At some point months ago, the guys & I were playing with Matchbox cars, and when they talked about a Ferrari’s engine being under the hood, I explained, “Actually that’s a mid-engine car. See, the engine goes behind the seats; you can tell by these vents here on the sides.”
They were intrigued and asked, “Why don’t we have a mid-engine car?” I chuckled and, not wanting to get into why Dad-O can’t afford a Ferrari, said “Well, those cars tend to be small inside. They’re better for guys with no kids.”
Wouldn’t you know it, this little factoid keeps popping out at the oddest moments:
- One night Finn was mad at me for making him get ready for bed. He flopped onto the bedroom floor and most piteously said, “Dad-O, I just want you to step on me! I want there to be no more Finny, and then you’d get a mid-engine car!”
- Henry spotted a young couple out for dinner the other day & said, “They don’t have any kids.
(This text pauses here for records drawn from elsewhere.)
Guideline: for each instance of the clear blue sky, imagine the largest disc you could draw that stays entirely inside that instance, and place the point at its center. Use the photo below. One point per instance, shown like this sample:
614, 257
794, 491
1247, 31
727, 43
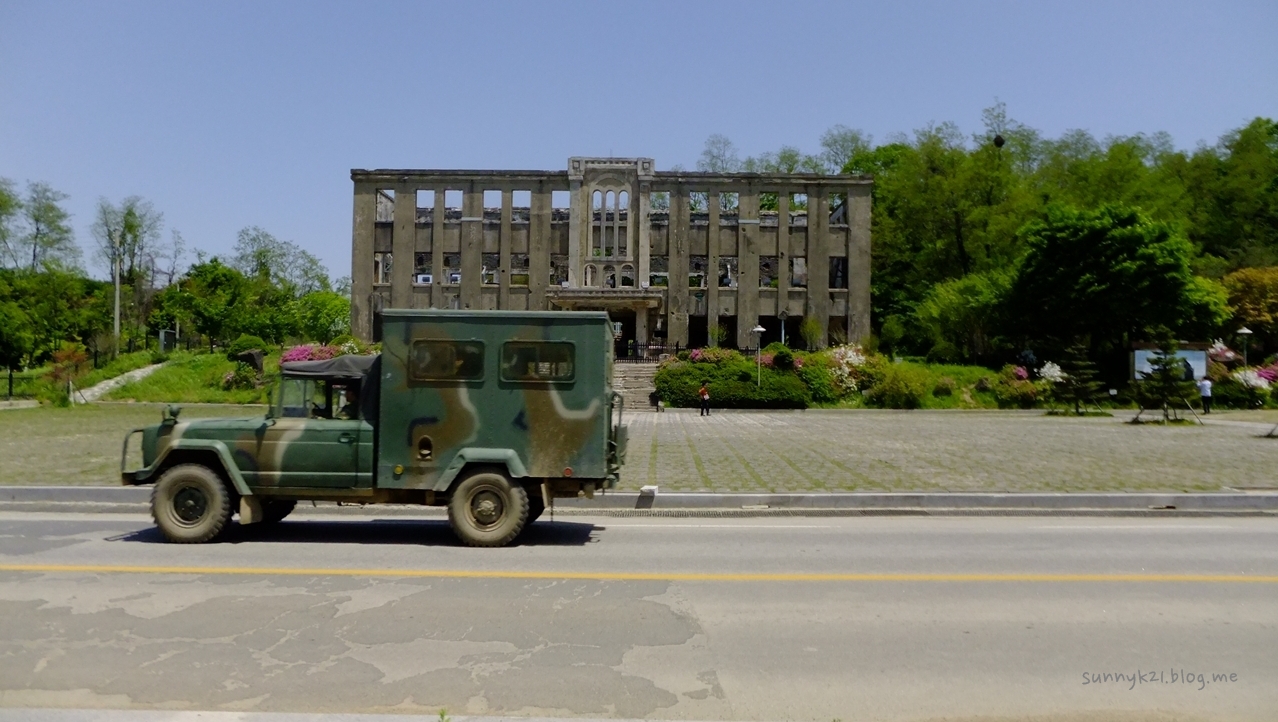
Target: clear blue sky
234, 114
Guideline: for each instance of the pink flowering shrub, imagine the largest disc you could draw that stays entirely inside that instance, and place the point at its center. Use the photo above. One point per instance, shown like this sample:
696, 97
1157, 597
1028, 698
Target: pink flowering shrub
309, 352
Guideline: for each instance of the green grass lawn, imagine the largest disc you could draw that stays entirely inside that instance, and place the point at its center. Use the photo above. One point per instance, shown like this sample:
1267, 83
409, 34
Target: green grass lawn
79, 445
194, 378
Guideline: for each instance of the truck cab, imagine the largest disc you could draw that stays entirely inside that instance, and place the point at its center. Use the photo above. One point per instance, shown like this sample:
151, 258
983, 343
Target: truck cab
493, 414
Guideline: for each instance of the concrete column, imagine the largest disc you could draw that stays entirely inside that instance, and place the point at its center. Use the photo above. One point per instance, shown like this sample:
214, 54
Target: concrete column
748, 266
578, 220
472, 245
639, 205
818, 261
504, 247
858, 263
642, 325
437, 276
363, 221
784, 252
538, 247
403, 247
712, 266
676, 317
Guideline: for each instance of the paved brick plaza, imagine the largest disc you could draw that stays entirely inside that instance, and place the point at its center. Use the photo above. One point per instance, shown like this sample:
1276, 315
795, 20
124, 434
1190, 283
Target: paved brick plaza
939, 451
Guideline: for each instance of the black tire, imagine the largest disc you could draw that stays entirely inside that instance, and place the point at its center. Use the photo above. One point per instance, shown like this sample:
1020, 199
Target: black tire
274, 510
191, 505
486, 510
536, 505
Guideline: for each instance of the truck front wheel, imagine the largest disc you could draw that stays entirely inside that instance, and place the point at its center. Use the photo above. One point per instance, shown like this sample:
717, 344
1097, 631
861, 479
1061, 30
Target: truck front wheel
486, 510
191, 504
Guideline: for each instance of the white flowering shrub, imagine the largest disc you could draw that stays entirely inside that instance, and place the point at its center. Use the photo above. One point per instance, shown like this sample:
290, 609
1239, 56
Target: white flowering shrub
1250, 378
1052, 372
846, 359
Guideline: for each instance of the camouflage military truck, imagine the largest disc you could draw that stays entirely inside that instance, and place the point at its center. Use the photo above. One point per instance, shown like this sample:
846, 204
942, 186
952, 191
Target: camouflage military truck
493, 414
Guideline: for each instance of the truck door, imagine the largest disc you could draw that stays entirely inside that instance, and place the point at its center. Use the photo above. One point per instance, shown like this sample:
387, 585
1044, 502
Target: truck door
300, 446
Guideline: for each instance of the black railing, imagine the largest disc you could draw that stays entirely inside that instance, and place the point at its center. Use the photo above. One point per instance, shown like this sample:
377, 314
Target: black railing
629, 352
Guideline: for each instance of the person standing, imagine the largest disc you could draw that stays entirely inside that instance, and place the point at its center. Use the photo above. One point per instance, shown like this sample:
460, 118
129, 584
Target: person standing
1205, 394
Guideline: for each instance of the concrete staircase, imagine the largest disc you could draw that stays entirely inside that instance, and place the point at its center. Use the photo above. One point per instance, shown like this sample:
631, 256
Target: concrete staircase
634, 382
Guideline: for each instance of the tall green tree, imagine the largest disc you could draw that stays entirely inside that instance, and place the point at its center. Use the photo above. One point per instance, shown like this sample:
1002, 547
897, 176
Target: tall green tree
10, 211
47, 235
1109, 272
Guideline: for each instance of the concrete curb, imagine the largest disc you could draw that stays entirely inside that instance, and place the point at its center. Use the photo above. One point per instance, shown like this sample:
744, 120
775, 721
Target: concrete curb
116, 500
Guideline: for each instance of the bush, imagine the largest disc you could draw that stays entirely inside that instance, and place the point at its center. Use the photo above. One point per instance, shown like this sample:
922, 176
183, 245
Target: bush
784, 359
242, 377
900, 386
732, 385
819, 380
246, 343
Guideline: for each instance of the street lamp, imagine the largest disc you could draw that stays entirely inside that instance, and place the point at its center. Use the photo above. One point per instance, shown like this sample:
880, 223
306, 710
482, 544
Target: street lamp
1246, 334
758, 357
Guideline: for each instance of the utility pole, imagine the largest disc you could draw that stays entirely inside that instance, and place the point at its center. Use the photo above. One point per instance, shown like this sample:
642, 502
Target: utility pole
116, 274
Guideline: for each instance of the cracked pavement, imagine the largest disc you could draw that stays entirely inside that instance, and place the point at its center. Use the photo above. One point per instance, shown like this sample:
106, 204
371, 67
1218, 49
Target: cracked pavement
459, 630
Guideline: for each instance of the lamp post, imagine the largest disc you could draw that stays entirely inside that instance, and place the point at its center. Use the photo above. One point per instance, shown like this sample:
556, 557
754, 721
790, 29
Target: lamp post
1246, 335
758, 357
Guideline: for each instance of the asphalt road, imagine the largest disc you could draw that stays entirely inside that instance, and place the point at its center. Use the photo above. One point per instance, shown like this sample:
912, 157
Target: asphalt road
674, 619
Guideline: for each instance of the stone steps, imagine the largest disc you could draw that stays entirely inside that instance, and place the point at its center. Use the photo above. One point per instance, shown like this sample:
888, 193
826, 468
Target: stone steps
634, 381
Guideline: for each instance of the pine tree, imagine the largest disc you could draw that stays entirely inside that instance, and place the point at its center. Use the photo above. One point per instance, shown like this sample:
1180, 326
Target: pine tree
1166, 387
1080, 385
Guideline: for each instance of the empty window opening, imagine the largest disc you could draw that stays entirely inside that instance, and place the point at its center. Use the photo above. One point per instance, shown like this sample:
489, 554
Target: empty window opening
519, 268
767, 271
799, 272
697, 266
559, 270
522, 206
491, 268
422, 268
839, 272
453, 267
385, 210
727, 272
382, 267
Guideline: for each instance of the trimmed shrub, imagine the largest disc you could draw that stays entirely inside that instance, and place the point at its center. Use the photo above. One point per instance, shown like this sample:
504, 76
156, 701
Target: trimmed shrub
732, 385
246, 343
900, 387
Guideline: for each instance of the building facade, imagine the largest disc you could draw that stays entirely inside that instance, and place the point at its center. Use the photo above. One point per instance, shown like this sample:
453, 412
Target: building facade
676, 258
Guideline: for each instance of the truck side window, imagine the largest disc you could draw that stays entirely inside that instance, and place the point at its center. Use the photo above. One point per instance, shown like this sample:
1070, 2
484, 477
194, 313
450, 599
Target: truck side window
295, 395
446, 360
538, 360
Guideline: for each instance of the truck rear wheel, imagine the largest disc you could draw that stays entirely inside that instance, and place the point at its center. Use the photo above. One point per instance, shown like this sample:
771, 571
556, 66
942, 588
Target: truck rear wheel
486, 510
191, 504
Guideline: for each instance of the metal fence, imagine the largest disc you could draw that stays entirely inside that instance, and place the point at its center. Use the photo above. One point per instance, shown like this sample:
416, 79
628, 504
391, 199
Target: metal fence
629, 352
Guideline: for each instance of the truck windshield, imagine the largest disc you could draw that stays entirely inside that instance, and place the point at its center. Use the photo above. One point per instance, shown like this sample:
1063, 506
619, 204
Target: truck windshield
302, 398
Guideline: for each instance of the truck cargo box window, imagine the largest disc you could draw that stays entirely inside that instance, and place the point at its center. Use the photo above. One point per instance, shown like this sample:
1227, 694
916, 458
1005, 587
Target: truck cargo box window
445, 359
537, 360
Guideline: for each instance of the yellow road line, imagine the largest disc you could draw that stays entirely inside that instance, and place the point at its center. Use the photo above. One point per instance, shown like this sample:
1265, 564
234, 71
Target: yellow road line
630, 575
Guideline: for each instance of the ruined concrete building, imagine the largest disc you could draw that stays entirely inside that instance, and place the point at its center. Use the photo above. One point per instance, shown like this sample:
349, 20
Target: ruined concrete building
688, 258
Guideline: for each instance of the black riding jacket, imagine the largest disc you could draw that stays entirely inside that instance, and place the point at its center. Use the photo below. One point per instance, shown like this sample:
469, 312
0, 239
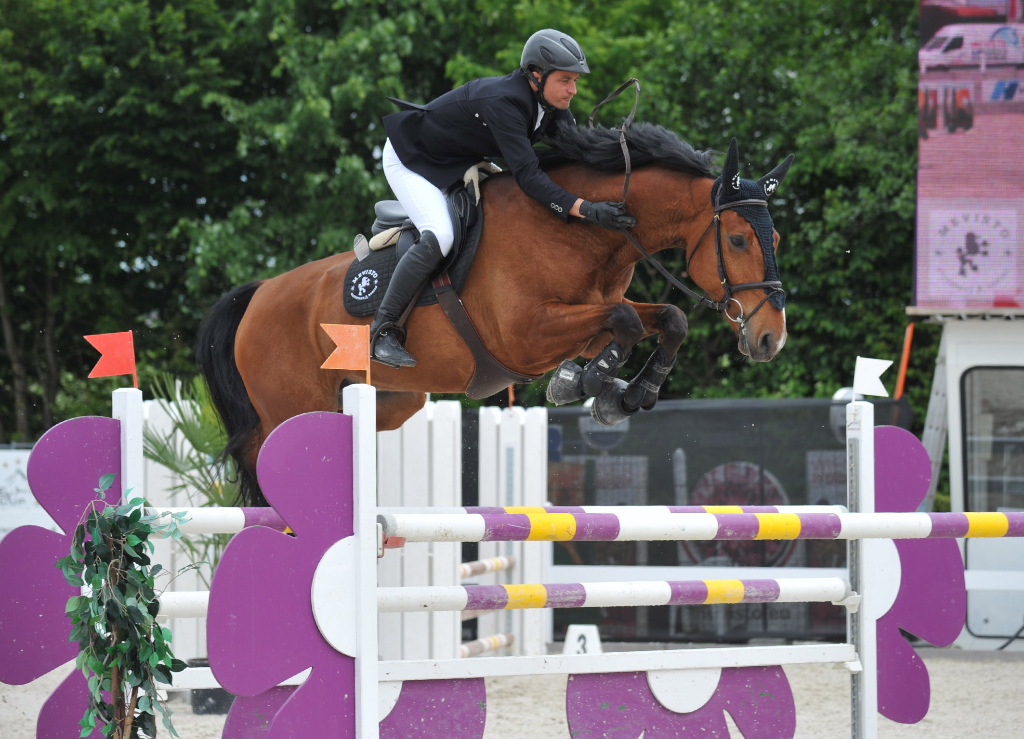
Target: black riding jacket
485, 118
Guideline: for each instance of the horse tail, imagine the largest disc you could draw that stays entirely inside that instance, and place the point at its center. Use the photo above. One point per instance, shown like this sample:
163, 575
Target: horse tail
215, 357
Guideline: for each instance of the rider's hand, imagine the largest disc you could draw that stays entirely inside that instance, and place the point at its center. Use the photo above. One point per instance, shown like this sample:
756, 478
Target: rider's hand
607, 214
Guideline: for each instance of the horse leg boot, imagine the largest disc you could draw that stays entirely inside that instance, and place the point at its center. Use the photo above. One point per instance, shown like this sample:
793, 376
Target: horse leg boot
571, 383
642, 390
414, 269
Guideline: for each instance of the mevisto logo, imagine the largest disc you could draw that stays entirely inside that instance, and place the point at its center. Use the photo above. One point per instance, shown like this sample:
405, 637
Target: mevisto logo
364, 285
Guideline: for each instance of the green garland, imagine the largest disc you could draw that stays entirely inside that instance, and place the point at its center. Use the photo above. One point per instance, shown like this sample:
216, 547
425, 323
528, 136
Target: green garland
122, 650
They must have a mid-engine car.”
- We explained recently that before we had kids, instead of the Ocho we had a Jetta. “Oh,” observed Finny, “I guess it was mid-engine.”
Despite my attempts to clarify the situation, the real info just isn’t taking. Ah well: I’ll just settle in for a life of cheerfully misinforming the boys, a la Calvin’s dad. 🙂
One reply on “Department of Vehicular Misinformation”
Hey your dad has you, which he thinks and feels and believes is better than a mid-engine car!